A day later on 6 August 2022, founding member Nick Shaw announced his departure to focus on his role as a parent as well as working on making music for a new project that would soon be announced. No replacement has been named yet.

On June 25, 2024, it was announced that guitarist Andy Thomas and bassist Nick Shaw were back and stated that Black Crown Initiate would hopefully be releasing new music "when time permits."

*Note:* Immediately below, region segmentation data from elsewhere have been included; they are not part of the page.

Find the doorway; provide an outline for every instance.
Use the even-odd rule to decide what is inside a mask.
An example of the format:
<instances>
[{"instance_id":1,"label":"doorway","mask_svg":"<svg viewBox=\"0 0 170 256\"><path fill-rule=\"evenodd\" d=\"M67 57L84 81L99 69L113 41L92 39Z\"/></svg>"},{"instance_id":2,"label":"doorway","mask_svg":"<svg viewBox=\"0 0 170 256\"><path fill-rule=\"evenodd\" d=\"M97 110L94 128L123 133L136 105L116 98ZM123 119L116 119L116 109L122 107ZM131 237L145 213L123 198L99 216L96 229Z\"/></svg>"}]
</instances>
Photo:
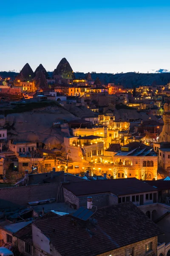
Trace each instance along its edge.
<instances>
[{"instance_id":1,"label":"doorway","mask_svg":"<svg viewBox=\"0 0 170 256\"><path fill-rule=\"evenodd\" d=\"M143 205L144 204L144 195L140 195L140 205Z\"/></svg>"}]
</instances>

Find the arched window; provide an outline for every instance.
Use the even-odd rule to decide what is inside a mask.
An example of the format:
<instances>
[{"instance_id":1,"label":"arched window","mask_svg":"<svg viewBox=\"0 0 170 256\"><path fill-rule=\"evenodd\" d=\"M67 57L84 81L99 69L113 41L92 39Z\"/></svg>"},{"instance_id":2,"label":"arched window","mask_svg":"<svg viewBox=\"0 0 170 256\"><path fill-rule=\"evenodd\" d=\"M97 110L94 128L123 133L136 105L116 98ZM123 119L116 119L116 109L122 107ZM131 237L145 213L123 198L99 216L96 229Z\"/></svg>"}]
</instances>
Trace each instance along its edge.
<instances>
[{"instance_id":1,"label":"arched window","mask_svg":"<svg viewBox=\"0 0 170 256\"><path fill-rule=\"evenodd\" d=\"M130 160L129 160L128 161L128 165L131 165L131 161Z\"/></svg>"},{"instance_id":2,"label":"arched window","mask_svg":"<svg viewBox=\"0 0 170 256\"><path fill-rule=\"evenodd\" d=\"M74 141L73 141L73 145L74 146L75 146L75 145L76 145L76 141L75 140L74 140Z\"/></svg>"}]
</instances>

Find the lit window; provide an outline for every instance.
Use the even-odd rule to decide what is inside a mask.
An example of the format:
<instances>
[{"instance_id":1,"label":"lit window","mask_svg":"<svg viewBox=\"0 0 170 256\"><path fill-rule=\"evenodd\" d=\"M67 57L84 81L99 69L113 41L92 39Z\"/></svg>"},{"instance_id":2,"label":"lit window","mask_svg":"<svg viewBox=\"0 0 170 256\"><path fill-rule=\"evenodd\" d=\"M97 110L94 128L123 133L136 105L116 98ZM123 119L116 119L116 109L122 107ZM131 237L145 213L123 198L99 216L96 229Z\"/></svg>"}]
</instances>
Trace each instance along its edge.
<instances>
[{"instance_id":1,"label":"lit window","mask_svg":"<svg viewBox=\"0 0 170 256\"><path fill-rule=\"evenodd\" d=\"M45 168L51 167L51 163L45 163Z\"/></svg>"},{"instance_id":2,"label":"lit window","mask_svg":"<svg viewBox=\"0 0 170 256\"><path fill-rule=\"evenodd\" d=\"M12 236L8 234L6 234L6 241L7 243L12 244Z\"/></svg>"},{"instance_id":3,"label":"lit window","mask_svg":"<svg viewBox=\"0 0 170 256\"><path fill-rule=\"evenodd\" d=\"M152 250L152 242L146 244L146 252L149 252Z\"/></svg>"}]
</instances>

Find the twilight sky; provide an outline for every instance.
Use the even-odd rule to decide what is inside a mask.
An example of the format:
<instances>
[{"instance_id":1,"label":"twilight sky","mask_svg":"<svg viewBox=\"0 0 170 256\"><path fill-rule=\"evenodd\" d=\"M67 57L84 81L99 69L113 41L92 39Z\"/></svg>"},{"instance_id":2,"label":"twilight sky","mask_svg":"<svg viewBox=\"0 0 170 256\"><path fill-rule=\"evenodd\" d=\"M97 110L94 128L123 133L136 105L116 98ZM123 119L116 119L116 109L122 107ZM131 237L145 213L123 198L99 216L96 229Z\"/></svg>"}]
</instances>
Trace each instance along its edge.
<instances>
[{"instance_id":1,"label":"twilight sky","mask_svg":"<svg viewBox=\"0 0 170 256\"><path fill-rule=\"evenodd\" d=\"M170 1L1 0L0 71L170 70Z\"/></svg>"}]
</instances>

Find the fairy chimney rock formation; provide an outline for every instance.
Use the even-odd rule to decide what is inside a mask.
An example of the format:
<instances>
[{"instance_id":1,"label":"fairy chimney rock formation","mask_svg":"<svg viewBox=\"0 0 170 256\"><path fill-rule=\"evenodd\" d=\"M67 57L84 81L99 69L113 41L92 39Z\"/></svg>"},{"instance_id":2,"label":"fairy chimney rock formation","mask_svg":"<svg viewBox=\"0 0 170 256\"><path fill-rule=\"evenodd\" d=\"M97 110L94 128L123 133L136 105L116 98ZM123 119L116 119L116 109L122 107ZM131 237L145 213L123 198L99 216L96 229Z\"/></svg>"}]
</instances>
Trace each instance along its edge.
<instances>
[{"instance_id":1,"label":"fairy chimney rock formation","mask_svg":"<svg viewBox=\"0 0 170 256\"><path fill-rule=\"evenodd\" d=\"M42 71L44 75L45 76L46 78L47 79L48 78L48 74L47 72L47 70L41 64L40 64L39 66L37 67L35 70L34 72L34 76L36 76L37 72L38 72L39 71Z\"/></svg>"},{"instance_id":2,"label":"fairy chimney rock formation","mask_svg":"<svg viewBox=\"0 0 170 256\"><path fill-rule=\"evenodd\" d=\"M20 71L20 74L16 77L16 80L20 80L20 81L30 80L32 79L34 77L33 71L29 64L26 63Z\"/></svg>"},{"instance_id":3,"label":"fairy chimney rock formation","mask_svg":"<svg viewBox=\"0 0 170 256\"><path fill-rule=\"evenodd\" d=\"M65 58L62 58L54 70L53 76L56 75L61 76L65 79L75 79L73 70Z\"/></svg>"}]
</instances>

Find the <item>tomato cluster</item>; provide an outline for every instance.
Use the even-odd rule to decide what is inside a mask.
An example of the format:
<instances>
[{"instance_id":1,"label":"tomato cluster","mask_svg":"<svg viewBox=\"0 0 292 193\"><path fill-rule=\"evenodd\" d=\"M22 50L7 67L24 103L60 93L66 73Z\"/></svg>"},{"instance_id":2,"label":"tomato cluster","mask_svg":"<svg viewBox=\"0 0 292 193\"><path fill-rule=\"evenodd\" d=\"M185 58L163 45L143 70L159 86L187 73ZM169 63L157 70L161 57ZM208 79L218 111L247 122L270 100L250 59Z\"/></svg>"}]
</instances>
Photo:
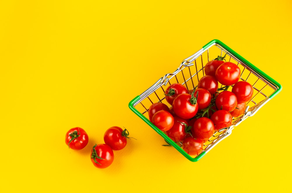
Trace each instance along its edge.
<instances>
[{"instance_id":1,"label":"tomato cluster","mask_svg":"<svg viewBox=\"0 0 292 193\"><path fill-rule=\"evenodd\" d=\"M117 126L112 127L105 131L103 136L104 144L95 144L91 150L90 158L91 162L97 167L105 168L114 161L113 150L123 149L127 144L129 137L129 132ZM85 147L88 143L88 135L83 129L75 127L70 129L66 133L65 142L69 148L80 150Z\"/></svg>"},{"instance_id":2,"label":"tomato cluster","mask_svg":"<svg viewBox=\"0 0 292 193\"><path fill-rule=\"evenodd\" d=\"M182 143L190 155L200 153L215 132L231 125L233 117L244 113L253 97L252 86L239 81L239 67L223 61L225 57L218 56L206 64L205 75L194 89L189 90L179 83L170 85L164 93L170 108L161 102L149 107L150 121L173 141ZM219 83L222 85L220 88Z\"/></svg>"}]
</instances>

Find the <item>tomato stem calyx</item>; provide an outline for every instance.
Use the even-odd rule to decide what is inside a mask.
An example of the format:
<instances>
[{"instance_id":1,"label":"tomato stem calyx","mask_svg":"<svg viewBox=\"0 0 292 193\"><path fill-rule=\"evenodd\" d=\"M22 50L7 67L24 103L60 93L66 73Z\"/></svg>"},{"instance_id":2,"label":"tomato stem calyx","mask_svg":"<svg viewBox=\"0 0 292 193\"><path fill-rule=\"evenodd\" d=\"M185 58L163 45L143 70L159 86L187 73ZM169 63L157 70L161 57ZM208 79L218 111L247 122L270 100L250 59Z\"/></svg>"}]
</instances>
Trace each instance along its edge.
<instances>
[{"instance_id":1,"label":"tomato stem calyx","mask_svg":"<svg viewBox=\"0 0 292 193\"><path fill-rule=\"evenodd\" d=\"M78 132L79 132L79 135L78 134ZM69 142L68 143L68 147L69 147L69 149L70 149L70 146L69 145L70 143L71 142L75 139L77 139L78 141L79 141L79 140L78 139L78 137L80 136L80 130L79 130L79 128L78 128L78 131L74 131L72 133L69 134L69 136L71 137L71 139L70 140Z\"/></svg>"},{"instance_id":2,"label":"tomato stem calyx","mask_svg":"<svg viewBox=\"0 0 292 193\"><path fill-rule=\"evenodd\" d=\"M97 155L97 153L96 153L96 150L95 150L95 147L97 146L97 145L95 144L94 145L94 146L93 146L92 148L92 150L91 150L91 159L93 159L93 160L94 160L94 162L96 163L97 164L98 164L100 165L101 165L100 163L98 163L98 162L96 161L96 158L100 159L101 160L104 160L103 158L101 158L98 156Z\"/></svg>"}]
</instances>

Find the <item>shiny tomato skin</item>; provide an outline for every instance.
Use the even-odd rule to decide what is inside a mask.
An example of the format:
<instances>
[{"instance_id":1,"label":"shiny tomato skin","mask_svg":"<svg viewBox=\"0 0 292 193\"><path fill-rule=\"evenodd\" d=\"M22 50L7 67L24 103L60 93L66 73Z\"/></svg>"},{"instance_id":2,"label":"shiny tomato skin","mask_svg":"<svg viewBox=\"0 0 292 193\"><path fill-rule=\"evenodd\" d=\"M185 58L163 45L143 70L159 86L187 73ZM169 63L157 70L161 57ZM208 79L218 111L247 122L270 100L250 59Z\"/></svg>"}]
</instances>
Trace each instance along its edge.
<instances>
[{"instance_id":1,"label":"shiny tomato skin","mask_svg":"<svg viewBox=\"0 0 292 193\"><path fill-rule=\"evenodd\" d=\"M215 76L216 70L225 62L223 60L214 60L207 62L205 66L205 74L206 75Z\"/></svg>"},{"instance_id":2,"label":"shiny tomato skin","mask_svg":"<svg viewBox=\"0 0 292 193\"><path fill-rule=\"evenodd\" d=\"M93 149L95 149L97 156L103 159L97 158L92 158ZM99 168L105 168L109 166L114 161L114 158L112 150L110 147L106 144L100 144L96 145L95 147L94 146L91 150L91 162L95 166ZM96 163L94 161L95 159L100 164Z\"/></svg>"},{"instance_id":3,"label":"shiny tomato skin","mask_svg":"<svg viewBox=\"0 0 292 193\"><path fill-rule=\"evenodd\" d=\"M211 94L206 89L201 88L196 89L194 95L196 96L197 93L198 98L197 98L197 102L198 103L199 110L201 110L207 107L211 103L212 97Z\"/></svg>"},{"instance_id":4,"label":"shiny tomato skin","mask_svg":"<svg viewBox=\"0 0 292 193\"><path fill-rule=\"evenodd\" d=\"M154 114L152 117L152 122L161 131L166 131L173 126L174 119L170 112L163 110Z\"/></svg>"},{"instance_id":5,"label":"shiny tomato skin","mask_svg":"<svg viewBox=\"0 0 292 193\"><path fill-rule=\"evenodd\" d=\"M122 135L123 129L119 127L114 126L106 131L103 135L105 143L113 150L121 150L127 145L127 138Z\"/></svg>"},{"instance_id":6,"label":"shiny tomato skin","mask_svg":"<svg viewBox=\"0 0 292 193\"><path fill-rule=\"evenodd\" d=\"M148 115L149 116L149 119L150 121L152 122L152 117L155 113L161 110L170 112L168 107L164 103L154 103L151 105L148 110Z\"/></svg>"},{"instance_id":7,"label":"shiny tomato skin","mask_svg":"<svg viewBox=\"0 0 292 193\"><path fill-rule=\"evenodd\" d=\"M80 136L70 142L74 136L70 136L76 133ZM77 137L77 136L76 136ZM74 150L80 150L84 148L88 143L88 135L84 129L80 127L75 127L70 129L66 133L65 142L69 148ZM69 143L69 142L70 143Z\"/></svg>"},{"instance_id":8,"label":"shiny tomato skin","mask_svg":"<svg viewBox=\"0 0 292 193\"><path fill-rule=\"evenodd\" d=\"M232 92L237 98L237 101L246 103L251 99L253 94L253 86L246 81L239 81L235 83L232 87Z\"/></svg>"},{"instance_id":9,"label":"shiny tomato skin","mask_svg":"<svg viewBox=\"0 0 292 193\"><path fill-rule=\"evenodd\" d=\"M236 107L230 112L230 114L234 117L239 117L244 113L246 108L246 103L238 103Z\"/></svg>"},{"instance_id":10,"label":"shiny tomato skin","mask_svg":"<svg viewBox=\"0 0 292 193\"><path fill-rule=\"evenodd\" d=\"M204 88L208 90L211 95L217 92L218 82L214 76L206 75L200 79L198 83L198 88Z\"/></svg>"},{"instance_id":11,"label":"shiny tomato skin","mask_svg":"<svg viewBox=\"0 0 292 193\"><path fill-rule=\"evenodd\" d=\"M192 104L190 101L191 97L191 94L185 93L179 95L175 99L172 107L177 116L187 119L196 115L198 112L198 103Z\"/></svg>"},{"instance_id":12,"label":"shiny tomato skin","mask_svg":"<svg viewBox=\"0 0 292 193\"><path fill-rule=\"evenodd\" d=\"M204 147L204 142L201 140L192 137L186 137L182 142L182 149L191 156L200 154L203 151Z\"/></svg>"},{"instance_id":13,"label":"shiny tomato skin","mask_svg":"<svg viewBox=\"0 0 292 193\"><path fill-rule=\"evenodd\" d=\"M230 113L225 110L218 110L214 112L211 116L211 120L215 125L216 131L232 124L232 116Z\"/></svg>"},{"instance_id":14,"label":"shiny tomato skin","mask_svg":"<svg viewBox=\"0 0 292 193\"><path fill-rule=\"evenodd\" d=\"M170 94L169 91L171 89L173 90L172 95L168 96ZM188 90L185 86L181 84L174 83L168 86L165 90L164 93L165 99L168 103L172 105L173 100L178 95L185 93L189 93Z\"/></svg>"},{"instance_id":15,"label":"shiny tomato skin","mask_svg":"<svg viewBox=\"0 0 292 193\"><path fill-rule=\"evenodd\" d=\"M174 122L173 126L170 129L166 132L166 133L168 137L175 142L179 142L183 140L186 134L185 126L181 123L183 123L187 126L189 124L185 119L178 117L174 117Z\"/></svg>"},{"instance_id":16,"label":"shiny tomato skin","mask_svg":"<svg viewBox=\"0 0 292 193\"><path fill-rule=\"evenodd\" d=\"M215 126L211 119L201 117L195 121L191 131L194 137L204 140L213 136L215 130Z\"/></svg>"},{"instance_id":17,"label":"shiny tomato skin","mask_svg":"<svg viewBox=\"0 0 292 193\"><path fill-rule=\"evenodd\" d=\"M218 67L215 76L219 83L225 86L230 86L237 83L239 80L240 69L235 64L226 62Z\"/></svg>"},{"instance_id":18,"label":"shiny tomato skin","mask_svg":"<svg viewBox=\"0 0 292 193\"><path fill-rule=\"evenodd\" d=\"M228 112L234 110L237 103L236 96L233 93L227 90L220 92L215 99L217 109L225 110Z\"/></svg>"}]
</instances>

On January 29, 2025, Ne Obliviscaris announced that James Dorton was joining as their new permanent vocalist following the departure of founding member and vocalist Marc “Xenoyr” Campbell.

==Style==

Black Crown Initiate is known for incorporating various elements of heavy metal and extreme music in their sound. There are traces of progressive metal, ambience, doom metal, and post-rock which often gives them comparisons to Opeth, Gojira, Mastodon, Decapitated and Cynic.

==Members==

- Current
- James Dorton – lead vocals (2012–present)
- Ethan McKenna – rhythm guitar (2018–present)
- Andy Thomas – lead guitar, clean vocals (2012–2022, 2024–present)
- Nick Shaw – bass (2012–2022, 2024–present)

- Former
- Rik Stelzpflug – rhythm guitar, backing vocals (2013–2015)
- Wes Hauch – rhythm guitar (2016–2018)
- Jeff Willet – drums (2012–2013)
- Jesse Beahler – drums (2013–2018)
- Samuel Santiago – drums (2018–2019)
- Gabe Seeber – drums (2019)

Former live/touring members
- Greg Paulson – rhythm guitar (2022)
- Zak Baskin – bass (2022)
- Joey Ferretti – drums (2022)
- Nick Miller – bass (2019)

==Discography==
- Extended Plays

| 2013 | Song of the Crippled Bull Released: July 17, 2013; Label: Self-released; |

- Albums

| 2014 | The Wreckage of Stars Released: September 30, 2014; Label: eOne Music; |
| 2016 | Selves We Cannot Forgive Released: July 22, 2016; Label: eOne Music; |
| 2020 | Violent Portraits of Doomed Escape Release: August 7, 2020; Label: Century Media Records; |

==Tours==

===2014===
- Metal Alliance Tour from April 4 to May 3 with Behemoth, Goatwhore, 1349 and Inquisition.
- Conquerors of the World Tour from June 22- July 12 with Septicflesh, Fleshgod Apocalypse and Necronomicon.
- Summer Slaughter Canada Club Tour from August 14–28 with The Faceless, Rings of Saturn, Archspire, and Fallujah.
- Reading Rainbow Tour from September 19 to October 3 with Rivers of Nihil.
- Hell or High Wattage Tour from October 13- October 22 with Unearth, Darkest Hour, Carnifex, Origin, and King Parrot.
- Late Fall Tour from November 30 to December 14 with Crowbar and Unearth.

===2015===
- Through Space and Grind Tour from January 27 to February 28 with Napalm Death, Voivod, Exhumed and Ringworm.
- Metal Alliance Tour from May 26 to June 20 with Deicide, Entombed, and Hate Eternal. NOTE- Entombed was forced to drop off the tour due to financial concerns they were replaced by Lorna Shore. The tour continued as a Deicide headliner.
- Wreckage of Canada Tour from March 25 to April 4.
- North American Extinction Tour from September 15 to October 7 with Cattle Decapitation, King Parrot, and Dark Sermon.

===2016===
- Blacker Than All Tour from March 6- March 17 with Black Fast
- Metal Alliance Tour from April 29 to May 29 with Dying Fetus, The Acacia Strain and Jungle Rot.
- The Sumerian Alliance European Tour in September–October with Born of Osiris, Veil of Maya and Volumes.
- The Citadel World Tour in July–August with Ne Obliviscaris and Starkill

===2017===

- Brewtal Beer Fest 2 - September 9 with Baroness, Fit For An Autopsy, See You Next Tuesday, Greywalker, Post Mortal Possession, Dethlehem, Victims of Contagion, Solarburn, Video Tapes.

===2018===

- Algorythm Launch - December 8, 2018 with Beyond Creation, First Fragment, Brought by Pain.

===2019===

- North American Tour - July 25 - August 14 with Vale of Pnath, Inferi, Warforged.

===2021===

- Fall Tour - September 30 - October 17 with Arkaik, Inferi.
- "Faces of Death" tour - November 11 - March 12 - with Rivers Of Nihil, Archspire, Allegaeon, and To The Grave.

===2022===

- Origin North America Tour 2022 - February 26 - March 27 with Omnium Gatherum, Allegaeon.

==Notes==
 Cancelled due to COVID-19 pandemic.

 Forced to drop off tour in late March due to positive COVID-19 test.